Family members, friends and American Commercial Barge Line (ACBL) teammates gathered at the company’s Harahan Fleet, just upriver from New Orleans, March 19 to celebrate the life of ACBL veteran Mark L. Duplantis and dedicate the vessel now named in his honor.
Duplantis, who died October 19, 2020, started his career in the maritime industry in 1988 with Conti Carriers in fleet operations. He later joined ACBL in the same role after the company acquired Conti in 1995. He moved into barge maintenance for ACBL in the early 2000s, then became a port engineer in the mid 2000s. He served as director of the company’s Armant Fleet for three years, before becoming director of boat maintenance in 2013, where he remained until his death.
And while Duplantis was never able to see his name emblazoned on the mv. Mark L. Duplantis, ACBL colleagues announced the plan via phone call shortly before his death. That phone call included Bill Foster, senior director of boat maintenance, former ACBL CEO Mark Knoy and former ACBL Chief Operating Officer Paul Tobin.
“We had the honor of making sure Mark knew [the renaming] was going to happen, and I think that gave him a lot of peace, because now his name is going to continue to be associated with the river,” Foster said.
Reflecting on his career and friendship, Foster praised Duplantis for his willingness to always step up in times of crisis.
“He was the personification of mutual care and taking care of his teammates,” Foster said. “One of the more notable events of many during his career was back during Hurricane Harvey. Mark took the lead, organized and shipped two tractor trailer loads of food and supplies to our teammates over in Houston.
“If there was a need, Mark would be there to step up and take care of it,” he later added.
That care and concern grew out of the fact that Duplantis viewed his ACBL teammates as more than just coworkers. To him, they were family.
“Mark had two families,” Foster said. “He had his private family, and he had his work family. It was hard to tell those apart sometimes.”
Duplantis’s son, Bobby, who worked five years with ACBL, echoed that sense of family.
“When it was time to step up, he was always there,” he said. “He loved this team. He loved this company a lot.”
Leaving His Mark
Duplantis, even in death, will continue to leave his mark on the New Orleans maritime community. First, his presence will be visible in the mv. Mark L. Duplantis, which, at 3,300 hp., will be used in what ACBL calls its “shuttle trade,” moving larger blocks of barges around the greater New Orleans area. In addition, there are also the enduring signs of Duplantis’s presence around his old office, with his signature candy jar still stocked with treats and with office colleagues keeping his mounted deer heads up on the walls.

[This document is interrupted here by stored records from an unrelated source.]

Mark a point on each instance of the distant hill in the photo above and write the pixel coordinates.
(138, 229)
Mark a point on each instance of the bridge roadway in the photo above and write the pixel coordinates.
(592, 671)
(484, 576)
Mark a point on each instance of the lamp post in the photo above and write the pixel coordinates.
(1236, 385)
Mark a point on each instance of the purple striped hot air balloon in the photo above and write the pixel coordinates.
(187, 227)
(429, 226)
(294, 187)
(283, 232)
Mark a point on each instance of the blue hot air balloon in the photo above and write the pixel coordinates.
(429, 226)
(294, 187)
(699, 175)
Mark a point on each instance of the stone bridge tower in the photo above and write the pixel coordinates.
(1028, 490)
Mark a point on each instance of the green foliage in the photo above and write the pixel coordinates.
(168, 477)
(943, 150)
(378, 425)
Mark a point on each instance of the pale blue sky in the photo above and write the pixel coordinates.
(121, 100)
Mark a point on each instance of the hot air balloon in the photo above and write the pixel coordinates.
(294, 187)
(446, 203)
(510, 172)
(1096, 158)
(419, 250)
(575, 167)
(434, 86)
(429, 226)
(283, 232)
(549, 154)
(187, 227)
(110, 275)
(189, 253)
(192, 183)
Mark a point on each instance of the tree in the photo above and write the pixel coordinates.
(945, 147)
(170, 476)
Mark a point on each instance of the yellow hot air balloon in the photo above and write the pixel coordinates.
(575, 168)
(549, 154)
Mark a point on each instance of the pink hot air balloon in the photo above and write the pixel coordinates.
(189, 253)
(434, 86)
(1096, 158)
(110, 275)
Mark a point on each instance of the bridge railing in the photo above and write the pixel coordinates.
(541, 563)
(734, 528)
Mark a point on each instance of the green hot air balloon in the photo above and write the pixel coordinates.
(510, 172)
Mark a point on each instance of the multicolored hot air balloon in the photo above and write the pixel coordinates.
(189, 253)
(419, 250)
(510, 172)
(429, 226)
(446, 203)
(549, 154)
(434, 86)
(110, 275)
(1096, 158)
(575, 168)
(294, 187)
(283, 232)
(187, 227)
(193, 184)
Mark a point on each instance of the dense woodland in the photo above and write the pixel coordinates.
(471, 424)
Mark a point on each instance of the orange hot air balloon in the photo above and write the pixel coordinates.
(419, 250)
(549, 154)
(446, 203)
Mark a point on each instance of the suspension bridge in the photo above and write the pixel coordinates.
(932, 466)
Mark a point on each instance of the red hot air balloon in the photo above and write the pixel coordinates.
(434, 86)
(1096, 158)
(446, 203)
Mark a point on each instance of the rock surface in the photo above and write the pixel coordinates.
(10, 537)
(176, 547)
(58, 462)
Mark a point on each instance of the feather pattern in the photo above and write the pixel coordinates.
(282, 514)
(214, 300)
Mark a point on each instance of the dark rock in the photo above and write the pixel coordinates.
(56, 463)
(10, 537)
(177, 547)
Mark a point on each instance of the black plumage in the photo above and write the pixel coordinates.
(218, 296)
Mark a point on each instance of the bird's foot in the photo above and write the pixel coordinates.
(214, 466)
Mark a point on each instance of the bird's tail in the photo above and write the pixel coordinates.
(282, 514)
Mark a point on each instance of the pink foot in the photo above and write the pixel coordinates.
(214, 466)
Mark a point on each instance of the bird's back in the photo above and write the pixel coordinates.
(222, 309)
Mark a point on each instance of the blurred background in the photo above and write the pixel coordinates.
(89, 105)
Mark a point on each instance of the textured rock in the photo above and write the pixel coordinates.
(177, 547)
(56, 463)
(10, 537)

There are also the career-shaping, personal impressions Duplantis had on colleagues, which will continue to impact ACBL for years to come. Just one example of that is Robert Ahdosy, chief engineer aboard the mv. Mark L. Duplantis, who said Duplantis helped him move over to the engineroom about 8-1/2 years ago.
“I don’t think I’ve ever seen him without a smile on his face,” Ahdosy said. “He was just a down to earth guy, who’d talk to the CEO the same as a deckhand.”
Jeff Kindl, ACBL’s Gulf vice president, recalled how, almost seven years ago, Duplantis was chosen to be the sponsor for the mv. American Way, which, at the time, was the first new vessel to be added to ACBL’s fleet in more than 20 years.
“Mark was chosen to be the sponsor because he epitomized the American way,” Kindl said. “It represents the way ACBL strives to do all things, the American way.”
Kindl then read from Duplantis’s comments from the christening of the mv. American Way.
“In the words of Mark, ‘The commitment and dedication of my ACBL teammates being honored here today exemplifies the true meaning of ‘the American way,’ that with teamwork and dedication, our hopes and dreams can actually become a reality,’” Kindl read. “‘We are a special breed in the maritime industry. We do everything possible to protect our teammates, the environment, our equipment, our customers’ cargo and our way of life, the American way.’”
As part of the dedication ceremony, Tom Rhoades, Gulf region maritime and river chaplain for Seamen’s Church Institute, offered a prayer for the vessel and its crew and presented Nathan Basnett, captain aboard the mv. Mark L. Duplantis, with a Bible and the flag of the Merchant Marine. U.S. Coast Guard Lt. Commander Joe Hart then offered Basnett the American flag. Finally, Foster presented Basnett with the ACBL flag.
Duplantis’s wife, Lisa, then capped off the dedication ceremony by breaking a bottle of champagne over the vessel’s railing.
ACBL completed the overhaul work aboard the mv. Mark L. Duplantis in mid-March, with James Marine responsible for all hull and underwater work on the vessel. Marine Systems Inc. performed the main engine top end overhaul aboard the vessel, along with additional work by Bluewater Electric. Jared Degenhart, ACBL’s vessel technician, installed the company’s PLC-based vessel alarm and monitoring system.